Николай быстро, наугад, раскрыл книгу, но Нина появилась еще не сразу. Она, наверно, еще минуты три постояла возле телефона и только после этого осторожно опустила трубку и вошла. Он читал, она быстро взглянула на него, убедилась, что он ничего не слышал, подошла к шкафу и стала возиться с посудой, и по тому, как в ее руках звенели чашки, он понял: она очень волнуется.
— Так, значит, ты мне не советуешь? — рассеянно, думая о другом, спросила она.
— Нет!
Она все осторожно, но, кажется, бессмысленно звенела посудой, а потом подошла и села за стол.

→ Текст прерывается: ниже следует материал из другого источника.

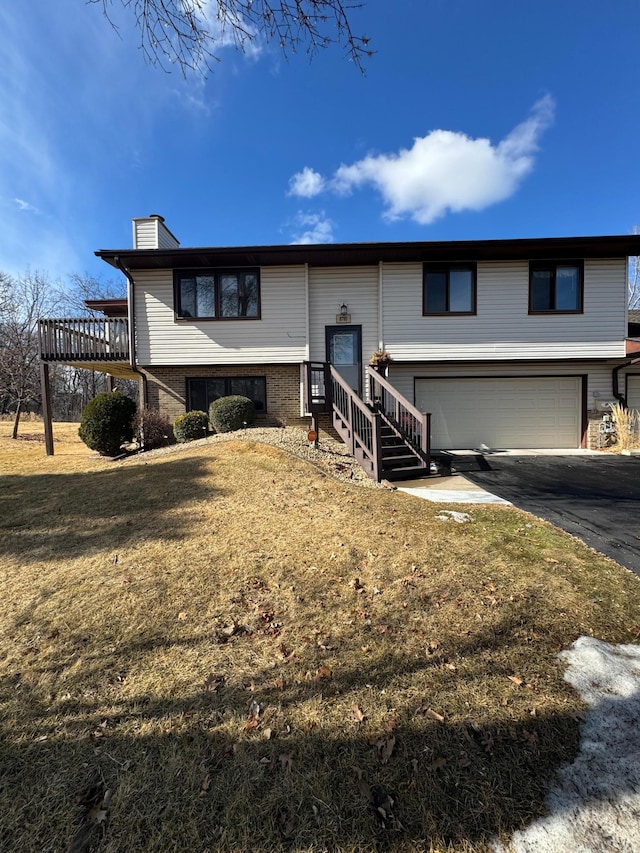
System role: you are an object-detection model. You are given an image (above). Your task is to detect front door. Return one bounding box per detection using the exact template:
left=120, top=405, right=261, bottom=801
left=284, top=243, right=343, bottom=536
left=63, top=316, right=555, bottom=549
left=326, top=326, right=362, bottom=394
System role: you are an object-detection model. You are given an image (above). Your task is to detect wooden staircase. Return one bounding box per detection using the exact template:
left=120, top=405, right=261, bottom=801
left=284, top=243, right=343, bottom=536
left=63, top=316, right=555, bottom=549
left=303, top=362, right=432, bottom=482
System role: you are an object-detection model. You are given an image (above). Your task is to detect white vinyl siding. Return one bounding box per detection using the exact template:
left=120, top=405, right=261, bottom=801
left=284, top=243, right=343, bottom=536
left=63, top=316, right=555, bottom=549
left=416, top=376, right=582, bottom=449
left=382, top=258, right=626, bottom=361
left=135, top=266, right=306, bottom=366
left=309, top=266, right=378, bottom=365
left=133, top=219, right=158, bottom=249
left=133, top=216, right=180, bottom=249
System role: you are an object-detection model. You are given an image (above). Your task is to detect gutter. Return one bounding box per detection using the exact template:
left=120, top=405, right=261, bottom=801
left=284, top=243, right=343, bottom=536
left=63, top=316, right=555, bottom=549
left=113, top=255, right=147, bottom=408
left=611, top=356, right=640, bottom=409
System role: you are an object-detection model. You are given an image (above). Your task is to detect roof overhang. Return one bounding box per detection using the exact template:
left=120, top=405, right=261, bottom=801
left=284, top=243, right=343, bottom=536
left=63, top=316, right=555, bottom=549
left=96, top=234, right=640, bottom=270
left=84, top=297, right=127, bottom=317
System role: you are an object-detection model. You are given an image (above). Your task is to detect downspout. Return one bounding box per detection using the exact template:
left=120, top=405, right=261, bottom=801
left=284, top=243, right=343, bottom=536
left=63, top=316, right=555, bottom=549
left=611, top=356, right=640, bottom=409
left=113, top=255, right=147, bottom=408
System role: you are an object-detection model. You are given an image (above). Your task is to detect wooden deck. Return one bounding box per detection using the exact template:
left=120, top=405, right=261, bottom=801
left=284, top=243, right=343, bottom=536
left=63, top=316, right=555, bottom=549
left=38, top=317, right=129, bottom=363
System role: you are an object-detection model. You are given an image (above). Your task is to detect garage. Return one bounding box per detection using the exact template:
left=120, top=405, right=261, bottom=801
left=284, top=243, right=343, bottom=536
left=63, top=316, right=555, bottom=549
left=415, top=376, right=583, bottom=449
left=627, top=375, right=640, bottom=411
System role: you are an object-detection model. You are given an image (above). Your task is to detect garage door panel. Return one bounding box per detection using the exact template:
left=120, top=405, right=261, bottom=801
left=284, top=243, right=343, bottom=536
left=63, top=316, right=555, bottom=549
left=627, top=376, right=640, bottom=411
left=416, top=376, right=584, bottom=449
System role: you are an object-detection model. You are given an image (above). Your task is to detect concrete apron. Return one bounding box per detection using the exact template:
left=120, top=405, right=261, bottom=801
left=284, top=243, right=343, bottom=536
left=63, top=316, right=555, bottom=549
left=397, top=448, right=602, bottom=506
left=398, top=474, right=512, bottom=506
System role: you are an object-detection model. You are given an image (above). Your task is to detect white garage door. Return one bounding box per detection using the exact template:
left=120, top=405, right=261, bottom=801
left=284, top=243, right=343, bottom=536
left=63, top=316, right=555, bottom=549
left=627, top=376, right=640, bottom=411
left=416, top=376, right=582, bottom=449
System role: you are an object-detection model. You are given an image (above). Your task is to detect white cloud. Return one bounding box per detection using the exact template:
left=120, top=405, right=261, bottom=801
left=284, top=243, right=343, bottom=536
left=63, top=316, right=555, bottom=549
left=13, top=198, right=40, bottom=213
left=290, top=95, right=555, bottom=225
left=288, top=166, right=325, bottom=198
left=291, top=210, right=333, bottom=245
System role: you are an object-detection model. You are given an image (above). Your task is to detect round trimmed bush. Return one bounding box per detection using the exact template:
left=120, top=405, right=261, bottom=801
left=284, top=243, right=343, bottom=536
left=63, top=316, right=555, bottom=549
left=78, top=391, right=136, bottom=456
left=173, top=409, right=209, bottom=442
left=209, top=394, right=256, bottom=432
left=133, top=409, right=173, bottom=450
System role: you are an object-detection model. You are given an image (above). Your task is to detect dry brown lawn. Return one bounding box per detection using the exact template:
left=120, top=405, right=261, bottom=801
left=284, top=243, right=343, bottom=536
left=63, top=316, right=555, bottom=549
left=0, top=424, right=640, bottom=853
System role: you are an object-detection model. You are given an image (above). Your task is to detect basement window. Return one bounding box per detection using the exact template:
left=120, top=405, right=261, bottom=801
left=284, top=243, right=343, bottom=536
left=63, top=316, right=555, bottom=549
left=187, top=376, right=267, bottom=414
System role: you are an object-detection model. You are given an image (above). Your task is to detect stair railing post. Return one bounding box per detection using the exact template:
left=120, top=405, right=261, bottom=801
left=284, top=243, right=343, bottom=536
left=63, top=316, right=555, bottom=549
left=371, top=412, right=382, bottom=483
left=349, top=395, right=356, bottom=456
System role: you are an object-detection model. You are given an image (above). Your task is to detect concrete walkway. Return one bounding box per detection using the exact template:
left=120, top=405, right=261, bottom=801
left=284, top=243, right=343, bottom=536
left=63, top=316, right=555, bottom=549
left=398, top=474, right=512, bottom=506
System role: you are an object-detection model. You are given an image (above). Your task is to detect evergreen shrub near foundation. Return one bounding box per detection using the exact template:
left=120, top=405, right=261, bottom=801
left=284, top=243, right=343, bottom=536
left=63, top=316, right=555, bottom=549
left=209, top=394, right=256, bottom=432
left=173, top=409, right=209, bottom=442
left=78, top=391, right=136, bottom=456
left=133, top=409, right=173, bottom=450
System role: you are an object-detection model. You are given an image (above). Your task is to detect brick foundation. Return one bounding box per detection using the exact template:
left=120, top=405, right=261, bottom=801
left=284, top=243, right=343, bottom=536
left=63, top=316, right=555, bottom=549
left=142, top=364, right=300, bottom=424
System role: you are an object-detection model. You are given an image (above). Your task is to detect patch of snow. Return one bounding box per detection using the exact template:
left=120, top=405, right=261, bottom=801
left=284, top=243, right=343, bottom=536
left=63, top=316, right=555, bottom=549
left=494, top=637, right=640, bottom=853
left=436, top=509, right=473, bottom=524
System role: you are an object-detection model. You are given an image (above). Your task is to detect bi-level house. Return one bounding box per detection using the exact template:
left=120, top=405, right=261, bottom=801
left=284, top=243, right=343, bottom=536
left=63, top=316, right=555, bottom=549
left=41, top=215, right=640, bottom=475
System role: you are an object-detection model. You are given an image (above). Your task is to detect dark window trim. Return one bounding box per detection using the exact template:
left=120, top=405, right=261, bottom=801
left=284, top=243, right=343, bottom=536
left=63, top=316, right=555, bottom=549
left=422, top=262, right=478, bottom=317
left=184, top=373, right=269, bottom=415
left=529, top=258, right=584, bottom=317
left=173, top=267, right=262, bottom=323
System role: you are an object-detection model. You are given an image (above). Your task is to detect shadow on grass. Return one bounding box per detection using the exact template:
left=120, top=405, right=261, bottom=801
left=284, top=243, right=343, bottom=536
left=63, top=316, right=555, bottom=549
left=0, top=664, right=596, bottom=853
left=0, top=615, right=592, bottom=853
left=0, top=458, right=222, bottom=564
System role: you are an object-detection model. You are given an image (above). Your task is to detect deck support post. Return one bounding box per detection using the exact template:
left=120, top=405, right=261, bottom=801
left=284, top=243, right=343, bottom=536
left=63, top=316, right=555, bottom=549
left=40, top=361, right=53, bottom=456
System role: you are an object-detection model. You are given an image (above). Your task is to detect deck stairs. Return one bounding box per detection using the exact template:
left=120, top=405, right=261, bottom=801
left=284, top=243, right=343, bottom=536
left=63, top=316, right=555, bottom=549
left=303, top=362, right=434, bottom=482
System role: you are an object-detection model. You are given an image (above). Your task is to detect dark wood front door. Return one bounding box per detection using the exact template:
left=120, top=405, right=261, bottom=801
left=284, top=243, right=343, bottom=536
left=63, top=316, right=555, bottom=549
left=326, top=326, right=362, bottom=394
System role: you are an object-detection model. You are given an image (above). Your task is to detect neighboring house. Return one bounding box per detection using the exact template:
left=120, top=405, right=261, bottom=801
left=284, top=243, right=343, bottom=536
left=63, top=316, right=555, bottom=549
left=37, top=216, right=640, bottom=466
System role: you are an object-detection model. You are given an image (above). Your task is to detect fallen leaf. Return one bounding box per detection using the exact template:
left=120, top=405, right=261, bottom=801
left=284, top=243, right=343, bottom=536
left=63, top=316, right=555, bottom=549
left=314, top=664, right=333, bottom=681
left=426, top=708, right=444, bottom=723
left=376, top=735, right=396, bottom=764
left=278, top=754, right=293, bottom=773
left=204, top=672, right=224, bottom=693
left=87, top=806, right=107, bottom=826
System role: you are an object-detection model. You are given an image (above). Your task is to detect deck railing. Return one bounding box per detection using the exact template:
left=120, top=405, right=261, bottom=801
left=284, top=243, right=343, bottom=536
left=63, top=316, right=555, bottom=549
left=367, top=365, right=431, bottom=463
left=38, top=317, right=129, bottom=361
left=330, top=365, right=382, bottom=482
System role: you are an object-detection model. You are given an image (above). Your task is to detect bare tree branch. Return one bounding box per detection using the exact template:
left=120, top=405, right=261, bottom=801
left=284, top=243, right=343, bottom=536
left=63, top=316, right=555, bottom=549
left=87, top=0, right=373, bottom=76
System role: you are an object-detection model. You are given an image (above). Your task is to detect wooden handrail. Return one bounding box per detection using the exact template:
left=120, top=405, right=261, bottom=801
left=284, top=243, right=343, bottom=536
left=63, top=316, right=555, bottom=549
left=38, top=317, right=129, bottom=361
left=329, top=365, right=382, bottom=482
left=367, top=365, right=431, bottom=463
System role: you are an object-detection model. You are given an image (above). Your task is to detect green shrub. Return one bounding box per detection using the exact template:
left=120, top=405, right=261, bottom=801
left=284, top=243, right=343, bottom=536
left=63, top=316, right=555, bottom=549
left=133, top=409, right=173, bottom=450
left=78, top=391, right=136, bottom=456
left=209, top=394, right=256, bottom=432
left=173, top=409, right=209, bottom=442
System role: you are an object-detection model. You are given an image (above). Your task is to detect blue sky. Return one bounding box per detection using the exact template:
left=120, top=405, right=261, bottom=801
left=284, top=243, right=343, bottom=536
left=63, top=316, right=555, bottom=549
left=0, top=0, right=640, bottom=281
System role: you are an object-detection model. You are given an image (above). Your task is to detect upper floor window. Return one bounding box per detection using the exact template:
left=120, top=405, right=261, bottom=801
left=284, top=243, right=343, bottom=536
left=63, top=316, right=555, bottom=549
left=174, top=270, right=260, bottom=320
left=529, top=261, right=584, bottom=314
left=422, top=264, right=476, bottom=315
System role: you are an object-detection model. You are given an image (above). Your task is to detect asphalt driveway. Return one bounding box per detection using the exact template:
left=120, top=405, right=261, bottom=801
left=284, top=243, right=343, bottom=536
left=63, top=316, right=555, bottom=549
left=464, top=454, right=640, bottom=575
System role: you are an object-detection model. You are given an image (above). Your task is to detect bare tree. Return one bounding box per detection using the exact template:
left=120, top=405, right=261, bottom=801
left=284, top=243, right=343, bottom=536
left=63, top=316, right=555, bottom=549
left=629, top=257, right=640, bottom=311
left=89, top=0, right=372, bottom=75
left=0, top=272, right=57, bottom=438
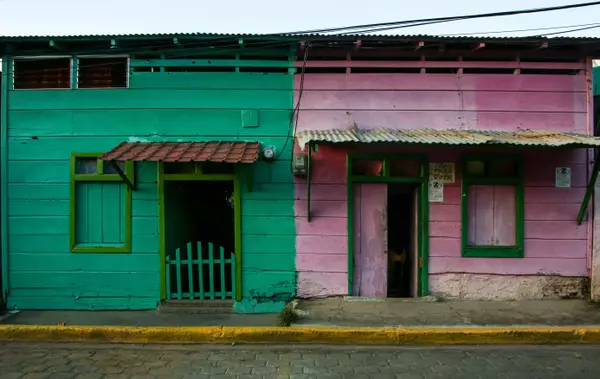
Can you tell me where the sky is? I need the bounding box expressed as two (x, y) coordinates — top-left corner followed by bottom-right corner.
(0, 0), (600, 37)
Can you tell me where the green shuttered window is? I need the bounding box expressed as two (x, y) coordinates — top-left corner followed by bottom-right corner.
(462, 155), (525, 258)
(71, 153), (134, 253)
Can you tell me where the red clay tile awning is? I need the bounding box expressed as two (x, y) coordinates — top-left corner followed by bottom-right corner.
(100, 141), (260, 163)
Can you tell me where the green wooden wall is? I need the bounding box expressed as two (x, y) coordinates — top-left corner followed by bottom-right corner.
(7, 63), (296, 312)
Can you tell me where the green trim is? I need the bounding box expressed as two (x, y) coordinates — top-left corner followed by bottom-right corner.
(69, 153), (135, 253)
(0, 56), (12, 304)
(131, 59), (294, 68)
(461, 154), (525, 258)
(71, 54), (79, 89)
(158, 162), (246, 301)
(346, 153), (429, 296)
(577, 149), (600, 225)
(233, 174), (244, 301)
(156, 162), (167, 300)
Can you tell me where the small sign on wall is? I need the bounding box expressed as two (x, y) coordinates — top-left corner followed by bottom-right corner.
(555, 167), (571, 188)
(429, 162), (454, 183)
(429, 180), (444, 203)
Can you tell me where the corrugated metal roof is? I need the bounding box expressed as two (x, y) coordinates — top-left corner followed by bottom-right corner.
(0, 33), (600, 42)
(100, 141), (260, 163)
(297, 128), (600, 149)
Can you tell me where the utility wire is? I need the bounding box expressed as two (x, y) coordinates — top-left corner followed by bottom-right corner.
(7, 1), (600, 73)
(535, 24), (600, 37)
(440, 22), (600, 37)
(278, 1), (600, 35)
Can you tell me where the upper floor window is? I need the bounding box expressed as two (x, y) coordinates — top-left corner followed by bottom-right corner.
(13, 57), (71, 89)
(13, 56), (129, 89)
(77, 57), (128, 88)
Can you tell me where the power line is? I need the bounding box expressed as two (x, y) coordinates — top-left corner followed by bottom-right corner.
(440, 22), (600, 37)
(279, 1), (600, 35)
(536, 24), (600, 37)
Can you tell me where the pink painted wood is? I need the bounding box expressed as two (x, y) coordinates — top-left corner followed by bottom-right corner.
(294, 60), (586, 70)
(295, 74), (585, 92)
(295, 62), (591, 296)
(353, 183), (388, 297)
(468, 186), (516, 246)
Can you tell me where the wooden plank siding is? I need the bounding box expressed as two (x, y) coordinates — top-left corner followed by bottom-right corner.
(8, 68), (295, 312)
(295, 68), (590, 297)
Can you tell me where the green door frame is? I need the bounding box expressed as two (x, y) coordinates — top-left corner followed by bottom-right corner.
(346, 153), (429, 296)
(158, 162), (242, 301)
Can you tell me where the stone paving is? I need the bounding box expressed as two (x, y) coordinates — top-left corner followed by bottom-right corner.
(0, 343), (600, 379)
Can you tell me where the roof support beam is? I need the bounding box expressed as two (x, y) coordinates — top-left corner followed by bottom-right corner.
(48, 39), (63, 50)
(108, 160), (135, 191)
(577, 149), (600, 225)
(472, 42), (485, 51)
(306, 142), (312, 222)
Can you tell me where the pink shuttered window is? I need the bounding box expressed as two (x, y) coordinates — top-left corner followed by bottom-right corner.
(462, 155), (525, 258)
(467, 185), (516, 246)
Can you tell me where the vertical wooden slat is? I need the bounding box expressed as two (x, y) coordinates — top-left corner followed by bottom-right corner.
(175, 249), (181, 300)
(229, 254), (237, 300)
(208, 242), (215, 300)
(198, 241), (204, 299)
(187, 242), (194, 300)
(219, 246), (227, 300)
(165, 257), (171, 300)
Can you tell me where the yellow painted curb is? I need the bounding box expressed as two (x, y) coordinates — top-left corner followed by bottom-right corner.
(0, 325), (600, 345)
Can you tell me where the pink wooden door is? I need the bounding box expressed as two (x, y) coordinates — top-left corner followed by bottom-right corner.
(353, 183), (388, 297)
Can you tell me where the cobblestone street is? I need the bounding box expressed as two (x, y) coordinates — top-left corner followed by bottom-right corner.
(0, 343), (600, 379)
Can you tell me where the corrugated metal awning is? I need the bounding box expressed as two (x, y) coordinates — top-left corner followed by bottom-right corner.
(297, 128), (600, 150)
(100, 141), (260, 163)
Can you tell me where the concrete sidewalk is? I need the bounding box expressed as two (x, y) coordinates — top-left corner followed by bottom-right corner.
(0, 298), (600, 345)
(0, 297), (600, 327)
(297, 297), (600, 327)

— Дай-ка папиросу! Спасибо! Так что за историю ты хочешь рассказать?
Он захлопнул Островского.
— С кем это ты так?
— A-а! чепуха! С подругой, — небрежно сморщилась она и махнула рукой. — Такая дуреха. Ты ее не знаешь!
— И ты с ней на таком высоком накале? — Она встала и что-то переставила на скатерти. — Чем же она так тебя шантажирует? — Она молчала. — Нина! Я же тебя спрашиваю.
Она вдруг резко повернулась к нему.
— Слушай! Но ты же видишь: я пришла и молчу, — значит, зачем же спрашивать? Нужно будет, я сама прибегу и попрошу: «Помоги!»
Он снова взял Островского.
— Хорошо! А тон почему у тебя такой?
Усиленно спокойно она ответила:
— А тон у меня потому такой, что я волнуюсь. Рассказывай, пожалуйста.
Он покачал головой (спросить с нее сейчас было бесполезно) и начал:
— История такая. Жил в Петербурге в пушкинское время, накануне декабрьского восстания, такой молодой, талантливый, умный мальчик — поэт Венивитинов. И вот в двадцать два года он увидел княгиню Волконскую и без памяти в нее влюбился. Это была действительно замечательная женщина. Чудесно пела по-итальянски — она и приехала из Италии, — писала французские новеллы. Была обольстительной собеседницей. Она даже Папу Римского очаровала. Пушкин так ее и титуловал: «Ваше Ватиканское кокетство».